Tuesday, 8 February 2011

Flavour of the Month

Here's an extract from The Flavour Thesaurus by Niki Segnit:   

Avocado and Lime: Lee Hazlewood and Nancy Sinatra singing ‘Some Velvet Morning'.  At once beautiful together and distinctly separate, Lee the velvety note of avocado, Nancy the high-pitched lime that that cuts through the smoothness just when you’re getting too comfortable.

The association may largely be down to my having played the song over and over again, driving down Highway 1 in California on honeymoon. While others toast their future together over lightly grilled fish and flutes of champagne served on a lapping pontoon in the Indian Ocean, we stopped at striplit taquerías and ate burritos the size of shotputters’ forearms. Tender strips of grilled steak come rolled in a floury, slightly crisp tortillas packed with rice, beans, soured cream, mouth-watering, lime-laced guacamole and salsa so fiery you have to grab the sides of the little plastic service basket till your eyes stop streaming tears.

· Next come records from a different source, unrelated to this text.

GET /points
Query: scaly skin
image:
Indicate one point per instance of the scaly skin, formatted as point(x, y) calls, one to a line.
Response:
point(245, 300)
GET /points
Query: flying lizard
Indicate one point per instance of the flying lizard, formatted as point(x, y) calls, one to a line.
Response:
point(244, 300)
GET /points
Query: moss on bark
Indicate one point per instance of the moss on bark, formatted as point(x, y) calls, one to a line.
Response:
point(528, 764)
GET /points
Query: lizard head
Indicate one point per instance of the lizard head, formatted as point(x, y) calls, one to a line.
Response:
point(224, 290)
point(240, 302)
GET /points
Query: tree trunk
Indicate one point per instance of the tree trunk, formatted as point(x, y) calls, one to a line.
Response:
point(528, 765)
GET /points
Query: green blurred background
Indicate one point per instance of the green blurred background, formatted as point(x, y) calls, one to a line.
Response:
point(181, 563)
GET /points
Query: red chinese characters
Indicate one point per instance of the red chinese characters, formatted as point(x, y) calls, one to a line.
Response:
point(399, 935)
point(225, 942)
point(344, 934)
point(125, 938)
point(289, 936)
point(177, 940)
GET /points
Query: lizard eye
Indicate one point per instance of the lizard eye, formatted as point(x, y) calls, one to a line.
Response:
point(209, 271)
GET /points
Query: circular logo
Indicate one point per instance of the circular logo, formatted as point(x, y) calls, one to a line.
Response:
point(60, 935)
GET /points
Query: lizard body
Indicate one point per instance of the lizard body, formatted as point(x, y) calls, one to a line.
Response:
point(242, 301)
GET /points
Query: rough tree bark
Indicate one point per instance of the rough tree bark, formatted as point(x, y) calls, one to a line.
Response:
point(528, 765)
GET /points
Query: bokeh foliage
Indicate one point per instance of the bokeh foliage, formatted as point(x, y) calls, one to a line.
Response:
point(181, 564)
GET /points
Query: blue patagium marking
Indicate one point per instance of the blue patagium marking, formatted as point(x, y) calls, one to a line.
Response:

On the subject of guacamole, some say that leaving the avocado stone in will prevent discoloration. My view is that if the guacamole’s around long enough to find out, you’re not making it right.

Her rapturous description of a jumbo burrito reminds me how disgusting Tex-Mex food is. But isn't she fun to read?

Thursday, 3 February 2011

Letting the French back in

Here is a picture of the British landing from their boats before the battle of Quebec, on September 17th, 1759. The leaders on both sides, Wolfe and Montcalm, were killed. (There was another Battle of Quebec in December 1775, when the British and Canadian garrison drove off an American attack and ended the threat to the British control of Canada.)

But Canadians know all this, of course, and possibly a few Englishmen as well; that is not what this post is about.

In the English county of Kent there is a small town called Westerham (town square shown below). Winston Churchill and I used to live not far from there, though not in the same house or at the same time.

It was the birthplace of General Wolfe, so naturally local pubs, tea-rooms and, for all I know, public conveniences, proudly bear his name.

On the outskirts of the town there is a large house, converted some years ago into a very good restaurant. It was run by a large and fierce francophone Egyptian called Zarb. I like to think that it was not from chauvinism or to thumb his nose at the locals but in a spirit of respect and reconciliation that he called it Le Marquis de Montcalm.